The clinical picture in IPEX syndrome and STAT5B deficiency is dominated by autoimmune phenomena.9,10 In the case of IPEX syndrome, type 1 diabetes mellitus, thyroid disease, and autoimmune enteropathy are almost always present. In addition, hemolytic anemia, thrombocytopenia, leukopenia, hepatitis, and tubular nephropathy may also be present. In STAT5B deficiency, enteropathy, thyroid disease, and lymphocytic interstitial pneumonitis are the most characteristic. Autoimmune manifestations also occur in Wiskott-Aldrich syndrome (in up to 40% of patients),6,7 and hyper-IgE syndromes,3,5,20 above all in AR forms; they are less common in AD forms.20 Hemolytic anemia, leukocytoclastic vasculitis, isolated cerebral vasculitis, systemic small-vessel vasculitis, arthritis, and autoantibody-mediated glomerulonephritis can be present in hyper-IgE syndromes and Wiskott-Aldrich syndrome and, in the case of Wiskott-Aldrich syndrome, inflammatory bowel disease may also occur.6,7 In hyper-IgE syndromes, isolated cases associated with systemic lupus erythematosus and dermatomyositis have also been reported.20 In addition, an increased risk of cancer at any age has been documented for these 3 entities. Specifically, in AD hyper-IgE syndrome3,20 and Wiskott-Aldrich syndrome,6,7 lymphoproliferative diseases predominate. In AR hyper-IgE syndrome,20 a higher risk ratio has been reported with respect to the AD variant, and this higher risk is also present for neoplasms of epithelial and other origins.4

The appearance of neurological manifestation, such as hemiplegia, encephalopathy, strokes, and facial paralysis may point to AR hyper-IgE syndrome.4 However, the delay in psychomotor development, which may be very variable, is mainly associated with pentasomy X18 and prolidase deficiency.12

A manifestation common to IPEX syndrome, STAT5B deficiency, Netherton syndrome, and Omenn syndrome is chronic diarrhea syndrome.3,9,10,17 In the latter 2 entities, hepatosplenomegaly and inflammatory adenopathies are also often reported. The esophagus is affected more often in SAM6 in the form of eosinophilic esophagitis and gastroesophageal reflux.

From the cardiovascular point of view, it is important to note that arterial aneurysms and episodes of aortic dissection are characteristic of Loeys-Dietz syndrome.11 In more than 80% of cases of AD hyper-IgE syndrome, peripheral, cerebral, and, to a lesser extent, coronary vascular malformations are present.4,5 SAM is sometimes associated with minor cardiac defects,6 whereas cardiovascular abnormalities can be very varied in the case of pentasomy X.17

With regards genital abnormalities, gonadal dysfunction is only characteristic of pentasomy X18 although the external genitals are normal.
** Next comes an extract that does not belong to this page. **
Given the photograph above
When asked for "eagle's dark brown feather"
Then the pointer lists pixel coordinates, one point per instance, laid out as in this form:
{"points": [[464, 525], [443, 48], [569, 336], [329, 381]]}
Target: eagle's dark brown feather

Figure 1 shows a diagnostic algorithm based on laboratory results (presence of eosinophilia and abnormalities in the radioallergosorbent test) and preliminary classification of the patients to subsequently study the presence of other findings that may guide clinical diagnosis for each of the genetic disorders discussed.

Figure 1.

Suggested Diagnostic Algorithm for Clinical Diagnosis of Genodermatosis of Moderate-to-Severe Presentation and Elevated IgE.

(0.45MB).

In conclusion, this article aims to provide practical assistance in the differential diagnosis of a child with refractory eczema and elevated IgE. The medical history, physical exploration, and laboratory results can guide us to the most appropriate genetic study for a definitive molecular diagnosis. This will enable individualized treatment according to the most recent evidence available for each of these entities.